After leaving office in December 2009, the former mayor of Vermillion, Jean Anderson, believed that the administration of the new mayor, Eileen Bulan, was spending more money on legal counsel with a new firm she had hired to represent the city. In order to subject the city’s finances to public scrutiny, Anderson made several public records requests of the new administration seeking certain records, including “all itemized billing statements” received from both the old law firm and the new one that Mayor Bulan’s administration had hired.
The city denied the request, stating that the records were exempt from disclosure under the state public records law because the records were private communications between the city and its attorneys. A separate provision of Ohio law grants privacy to certain communications between lawyers and their clients, and this exemption is known as the attorney-client privilege.
In September 2010, Anderson filed a lawsuit in the Sixth District Court of Appeals asking the court to order the city to provide copies of portions of the billing records that did not contain information that was privileged. She also asked the court to order the city to pay damages and attorney fees.
After examining the billing records privately, the appeals court granted summary judgment in favor of the city and dismissed the lawsuit. Anderson appealed to the Ohio Supreme Court.
“The attorney fee billings that have been requested will provide transparency to the
government operations of the City of Vermilion, and allow the public the right to
scrutinize the nature and extent of legal fees that are being incurred by the City,” lawyers for Anderson argued in briefs filed with the Ohio Supreme Court. “There is no doubt the taxpayers have a right to determine whether their government is being operated in a prudent fashion, or whether the City is paying excessively for the legal representation they receive.”
In a unanimous opinion that was not assigned to a particular justice (per curiam), the Supreme Court ruled today that the court of appeals erred in granting summary judgment in favor of the city and that some of the billing records are subject to release.
“Under the Public Records Act, insofar as these itemized attorney-billing statements contain nonexempt information, e.g., the general title of the matter being handled, the dates the services were performed, and the hours, rate, and money charged for the services, they should have been disclosed to Anderson,” the court wrote. Quoting the Ohio Public Records Act (R.C. 149.43(B)(1)), the opinion stated: “’If a public record contains information that is exempt from the duty to permit public inspection or to copy the public record, the public office or the person responsible for the public record shall make available all of the information within the public record that is not exempt.’”
The court dismissed arguments by the city of Vermillion that the issue was moot because the city had subsequently released some records, that redacting the attorney-client privileged portions of the records would render the remaining information “meaningless,” and that the billing statements were so intertwined with attorney-client privileged information as to be inseparable.
“[T]he court of appeals erred in denying Anderson’s motion for summary judgment and granting summary judgment in favor of the city on Anderson’s public-records mandamus claim.
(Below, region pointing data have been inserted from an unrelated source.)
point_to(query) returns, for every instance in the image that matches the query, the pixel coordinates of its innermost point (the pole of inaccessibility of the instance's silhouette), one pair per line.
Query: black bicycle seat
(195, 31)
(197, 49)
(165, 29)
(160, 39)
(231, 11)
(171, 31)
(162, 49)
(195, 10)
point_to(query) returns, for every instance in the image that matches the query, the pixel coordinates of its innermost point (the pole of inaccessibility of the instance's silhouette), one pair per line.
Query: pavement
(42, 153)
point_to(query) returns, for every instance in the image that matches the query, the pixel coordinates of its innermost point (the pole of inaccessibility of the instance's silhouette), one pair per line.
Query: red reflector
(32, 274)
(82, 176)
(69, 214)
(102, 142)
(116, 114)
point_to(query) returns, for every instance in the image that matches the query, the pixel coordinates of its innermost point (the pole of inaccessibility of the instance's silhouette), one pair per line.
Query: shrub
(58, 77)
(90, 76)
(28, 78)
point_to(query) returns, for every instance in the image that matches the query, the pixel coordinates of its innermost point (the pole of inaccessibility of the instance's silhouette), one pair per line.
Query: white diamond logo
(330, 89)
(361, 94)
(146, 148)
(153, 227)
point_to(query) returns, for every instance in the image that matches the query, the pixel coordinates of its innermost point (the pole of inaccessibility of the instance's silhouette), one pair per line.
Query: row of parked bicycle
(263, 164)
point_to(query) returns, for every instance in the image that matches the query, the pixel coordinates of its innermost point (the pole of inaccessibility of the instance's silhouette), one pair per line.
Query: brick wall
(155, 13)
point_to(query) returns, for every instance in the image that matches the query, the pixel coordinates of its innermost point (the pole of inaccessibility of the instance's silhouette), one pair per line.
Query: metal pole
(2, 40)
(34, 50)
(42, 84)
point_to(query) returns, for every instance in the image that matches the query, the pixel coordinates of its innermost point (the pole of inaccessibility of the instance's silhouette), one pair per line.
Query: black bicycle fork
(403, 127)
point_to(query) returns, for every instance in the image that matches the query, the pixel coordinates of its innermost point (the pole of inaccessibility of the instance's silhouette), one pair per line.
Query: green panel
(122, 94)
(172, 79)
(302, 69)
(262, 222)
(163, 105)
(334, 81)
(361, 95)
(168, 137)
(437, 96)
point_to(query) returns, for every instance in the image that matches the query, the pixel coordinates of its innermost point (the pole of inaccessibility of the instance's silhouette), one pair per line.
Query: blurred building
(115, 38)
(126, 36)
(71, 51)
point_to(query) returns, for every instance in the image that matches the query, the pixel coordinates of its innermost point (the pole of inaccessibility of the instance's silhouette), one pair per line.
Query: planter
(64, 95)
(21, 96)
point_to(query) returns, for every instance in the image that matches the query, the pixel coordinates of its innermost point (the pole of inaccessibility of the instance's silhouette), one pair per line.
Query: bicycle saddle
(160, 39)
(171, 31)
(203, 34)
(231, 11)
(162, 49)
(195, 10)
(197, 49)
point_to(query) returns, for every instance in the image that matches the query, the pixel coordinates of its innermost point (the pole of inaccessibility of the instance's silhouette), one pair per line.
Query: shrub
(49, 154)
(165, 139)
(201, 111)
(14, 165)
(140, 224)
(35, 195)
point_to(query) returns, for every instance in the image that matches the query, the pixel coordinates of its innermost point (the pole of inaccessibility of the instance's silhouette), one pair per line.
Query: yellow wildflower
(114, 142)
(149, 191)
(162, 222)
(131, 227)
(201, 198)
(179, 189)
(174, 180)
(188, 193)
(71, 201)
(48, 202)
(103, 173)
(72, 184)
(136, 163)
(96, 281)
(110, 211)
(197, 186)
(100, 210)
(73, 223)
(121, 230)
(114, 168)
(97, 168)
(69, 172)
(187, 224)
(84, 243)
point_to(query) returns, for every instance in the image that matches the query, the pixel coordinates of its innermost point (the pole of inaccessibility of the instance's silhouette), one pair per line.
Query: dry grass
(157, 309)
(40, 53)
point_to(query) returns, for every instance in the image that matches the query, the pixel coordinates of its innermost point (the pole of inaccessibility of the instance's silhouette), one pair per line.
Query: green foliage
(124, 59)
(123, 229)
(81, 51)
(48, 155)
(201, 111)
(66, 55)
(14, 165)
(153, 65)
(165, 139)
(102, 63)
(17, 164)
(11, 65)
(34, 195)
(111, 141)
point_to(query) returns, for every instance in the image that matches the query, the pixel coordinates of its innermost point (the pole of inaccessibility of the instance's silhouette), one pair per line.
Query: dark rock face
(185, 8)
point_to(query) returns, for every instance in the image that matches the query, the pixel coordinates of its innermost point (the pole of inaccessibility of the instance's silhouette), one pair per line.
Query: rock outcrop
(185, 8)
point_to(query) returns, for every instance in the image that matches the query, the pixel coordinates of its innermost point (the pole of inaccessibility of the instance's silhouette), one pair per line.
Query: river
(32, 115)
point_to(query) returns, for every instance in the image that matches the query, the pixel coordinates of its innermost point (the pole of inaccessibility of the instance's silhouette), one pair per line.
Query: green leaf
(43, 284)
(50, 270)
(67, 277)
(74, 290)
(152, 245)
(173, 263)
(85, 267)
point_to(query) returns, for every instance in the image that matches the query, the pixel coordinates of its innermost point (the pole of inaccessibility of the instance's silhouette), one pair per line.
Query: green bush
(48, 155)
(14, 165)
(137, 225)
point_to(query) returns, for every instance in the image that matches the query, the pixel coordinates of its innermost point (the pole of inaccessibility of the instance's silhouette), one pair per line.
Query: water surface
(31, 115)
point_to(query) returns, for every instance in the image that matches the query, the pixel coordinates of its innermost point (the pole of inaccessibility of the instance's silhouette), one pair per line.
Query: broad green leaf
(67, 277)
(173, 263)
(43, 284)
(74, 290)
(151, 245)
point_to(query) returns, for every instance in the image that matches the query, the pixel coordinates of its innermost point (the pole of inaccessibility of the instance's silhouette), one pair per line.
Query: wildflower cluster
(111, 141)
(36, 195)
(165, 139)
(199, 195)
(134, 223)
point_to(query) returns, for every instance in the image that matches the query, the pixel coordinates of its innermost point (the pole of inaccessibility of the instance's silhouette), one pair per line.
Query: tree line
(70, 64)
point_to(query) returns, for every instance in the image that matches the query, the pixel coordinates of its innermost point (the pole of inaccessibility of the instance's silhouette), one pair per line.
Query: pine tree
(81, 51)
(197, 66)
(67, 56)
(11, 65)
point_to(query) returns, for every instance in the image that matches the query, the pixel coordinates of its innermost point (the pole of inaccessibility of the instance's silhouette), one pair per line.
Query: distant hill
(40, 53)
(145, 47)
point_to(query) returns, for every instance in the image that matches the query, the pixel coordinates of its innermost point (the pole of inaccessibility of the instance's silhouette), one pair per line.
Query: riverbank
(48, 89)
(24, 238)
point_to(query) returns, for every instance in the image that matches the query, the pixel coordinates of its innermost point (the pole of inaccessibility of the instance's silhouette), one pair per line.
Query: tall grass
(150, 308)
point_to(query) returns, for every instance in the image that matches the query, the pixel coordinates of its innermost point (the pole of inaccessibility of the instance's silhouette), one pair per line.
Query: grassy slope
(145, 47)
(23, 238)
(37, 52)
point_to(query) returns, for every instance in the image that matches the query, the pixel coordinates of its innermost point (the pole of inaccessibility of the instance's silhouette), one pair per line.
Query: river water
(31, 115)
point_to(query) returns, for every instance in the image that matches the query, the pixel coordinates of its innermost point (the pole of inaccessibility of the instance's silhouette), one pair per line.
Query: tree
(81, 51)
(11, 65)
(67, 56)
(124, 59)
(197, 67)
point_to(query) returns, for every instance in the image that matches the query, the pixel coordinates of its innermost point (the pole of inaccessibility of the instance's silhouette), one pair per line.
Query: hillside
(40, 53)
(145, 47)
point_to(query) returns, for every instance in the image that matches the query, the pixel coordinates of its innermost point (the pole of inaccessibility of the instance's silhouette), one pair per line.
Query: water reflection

Anderson established her entitlement to a writ of mandamus to compel Vermilion to provide her with copies of the nonexempt portions of the requested itemized attorney-billing statements,” the Supreme Court ruled.
However, the opinion went on to deny Anderson’s request for statutory damages and attorney fees.
The court explained that in denying Anderson’s request for the billing records, the city and the court of appeals had relied on a previous Ohio Supreme Court case, State ex rel. Dawson v. Bloom-Carroll Local School Dist, in which the court had held that the narrative portions of itemized attorney-billing statements containing descriptions of legal services performed by counsel for a client are protected by the attorney-client privilege.
However the court found that the facts in the Dawson case were substantially different.
In denying damages and fees in this case, the court ruled that the error on the part of the court of appeals was not an abuse of its discretion and “a well-informed public office could have reasonably believed, based on our decision in Dawson … that the nonexempt portions of the attorney-billing statements could be withheld from disclosure.”
Please note: Opinion summaries are prepared by the Office of Public Information for the general public and news media. Opinion summaries are not prepared for every opinion, but only for noteworthy cases. Opinion summaries are not to be considered as official headnotes or syllabi of court opinions. The full text of this and other court opinions are available online.
2012-0943. State ex rel. Anderson v. Vermilion, Slip Opinion No. 2012-Ohio-5320.
Erie App. No. E-10-040, 2012-Ohio-1868. Judgment affirmed in part and reversed in part, and cause remanded.
O’Connor, C.J., and Pfeifer, Lundberg Stratton, O’Donnell, Lanzinger, Cupp, and McGee Brown, JJ., concur.